精神の安定にいい食物は?野菜、ではなく果物ですPhoto:PIXTA

 何かと不穏な空気がまん延している昨今、メンタルヘルスを守るには何がいいだろう。

 英アストン大学の研究グループは、英国在住の健康な成人428人(平均年齢39.7歳、女性53%。およそ9割が白色人種)を対象に、日々の食習慣とメンタルヘルスとの関係を調査している。

 調査対象の食品は(1)果物(生または缶詰)、(2)ジャガイモを除く野菜(生、冷凍、缶詰など)、(3)甘いお菓子(ケーキ、チョコレートなど)、(4)スナック(ポテトチップスなど)の四つ。参加者には間食の頻度と1日の果物・野菜の総摂取量を回答してもらった。

 メンタルヘルスについては、過去1~2週間に感じた抑うつ症状や不安、睡眠障害の有無のほか、生活満足度や幸福感と、過去半年間の認知機能を評価している。

 心身の健康に影響する喫煙歴や運動習慣、体格指数、飲酒歴などの条件を調整して解析した結果、食べる量に関係なく、果物を食べる頻度が高いほど、うつ病リスクが低くなり、メンタルヘルスが改善されることがわかった。

 一方、高カロリーだが栄養価が低いスナック菓子を頻繁に口にする人は、日常的な物忘れ――たとえば人の名前がとっさに出てこない、物を置いた場所を忘れるなど、認知機能に問題が生じていた。

 さらに、そうした失敗を恐れるストレスで不安感や抑うつ症状が増え、精神的な健康を損なう可能性が示唆されている。

 一方、予想に反して野菜や甘いお菓子の摂取量とメンタルヘルスとの関連は見いだされなかった。

 研究者は「果物には抗酸化物質や食物繊維、ミネラルが豊富に含まれている。
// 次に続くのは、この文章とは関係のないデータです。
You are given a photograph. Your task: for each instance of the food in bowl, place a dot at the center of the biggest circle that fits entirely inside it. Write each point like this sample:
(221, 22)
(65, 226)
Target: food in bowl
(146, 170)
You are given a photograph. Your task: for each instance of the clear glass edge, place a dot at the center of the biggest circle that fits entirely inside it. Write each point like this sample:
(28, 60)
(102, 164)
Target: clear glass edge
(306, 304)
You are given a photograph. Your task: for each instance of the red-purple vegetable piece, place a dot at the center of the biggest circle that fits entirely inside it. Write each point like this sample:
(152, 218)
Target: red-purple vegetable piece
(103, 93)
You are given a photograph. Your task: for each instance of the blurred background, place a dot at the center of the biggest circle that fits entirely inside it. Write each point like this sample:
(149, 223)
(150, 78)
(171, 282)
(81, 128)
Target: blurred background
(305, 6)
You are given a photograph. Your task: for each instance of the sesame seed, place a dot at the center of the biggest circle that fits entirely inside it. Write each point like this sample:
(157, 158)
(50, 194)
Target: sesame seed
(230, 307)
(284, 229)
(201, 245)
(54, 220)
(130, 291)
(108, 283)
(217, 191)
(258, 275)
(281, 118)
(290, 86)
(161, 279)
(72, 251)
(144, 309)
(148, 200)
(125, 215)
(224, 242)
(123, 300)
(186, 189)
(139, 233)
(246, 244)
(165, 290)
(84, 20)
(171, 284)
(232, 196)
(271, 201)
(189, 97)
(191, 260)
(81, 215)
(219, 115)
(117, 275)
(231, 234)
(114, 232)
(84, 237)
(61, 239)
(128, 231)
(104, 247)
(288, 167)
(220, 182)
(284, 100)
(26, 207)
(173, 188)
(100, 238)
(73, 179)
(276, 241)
野菜とは違って生で食べられる点がより有用なのだろう」と推測している。

 スナックなど「超加工品」のリスクについては、米国の1万人以上を対象とした調査でも、消費量と軽度のうつ病や抑うつ気分との関連が指摘されている。抑うつ状態も避けたいが、さらに認知機能の低下リスクがあるなら間食の内容を考え直したい。

 ちょうど果物が美味しい季節でもある。今日のおやつは、出始めたりんごや早生みかんをどうぞ。